Background
In October 1944, aged 15, she and her mother were moved to Auschwitz.
In October 1944, aged 15, she and her mother were moved to Auschwitz.
Although they were separated in the camp, it was eventually possible to see one another sometimes, and exchange clandestine notes. lieutenant is estimated that 15,000 children (younger than 16) went into Terezin. Less than 100 of the Terezin children deported to Auschwitz survived.
As new victims arrived, they were sorted.. sent to the left for the ovens, right to live longer.

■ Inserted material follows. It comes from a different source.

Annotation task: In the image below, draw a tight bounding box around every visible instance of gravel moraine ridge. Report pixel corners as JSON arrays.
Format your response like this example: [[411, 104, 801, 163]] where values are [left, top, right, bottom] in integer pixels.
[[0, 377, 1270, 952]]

The person sorting that day may have been the infamous Josef Mengele. Whoever it was, Helga convinced him she was old enough to live longer, claiming to be 18, and was told to go to the right.
She also successfully claimed that her mother was younger than she really was. Using her gift for painting and drawing, while at Terezin Helga wrote a diary, including images from her life in the camps which survived the war.
After ten days she was transferred from Auschwitz to Freiberg near Dresden, an auxiliary camp of Flossenbürg labor camp where she escaped death again when she was forced to join a 16-day "death march" to the camp at Mauthausen.
She remained there through the camp"s liberation on 5 May 1945 by the United States Army. After World World War II ended, Helga went back to Prague, and studied painting with the Czechoslovakian artist Emil Filla from 1950. She worked as an artist and raised a family.
After the revolution in November 1989, she exhibited her art many times both at home, and in Austria, Germany, Italy.
In 2009 she was awarded the Josef Hlávka medal. In February 2013, in her 89th year, she was living in the flat she was born in, the flat from which she was taken in 1944.
Her account of her experiences, "Helga"s Diary: A Young Girl"s Account of Life in a Concentration Camp", was published by West. West. Norton & Company on April 22, 2013.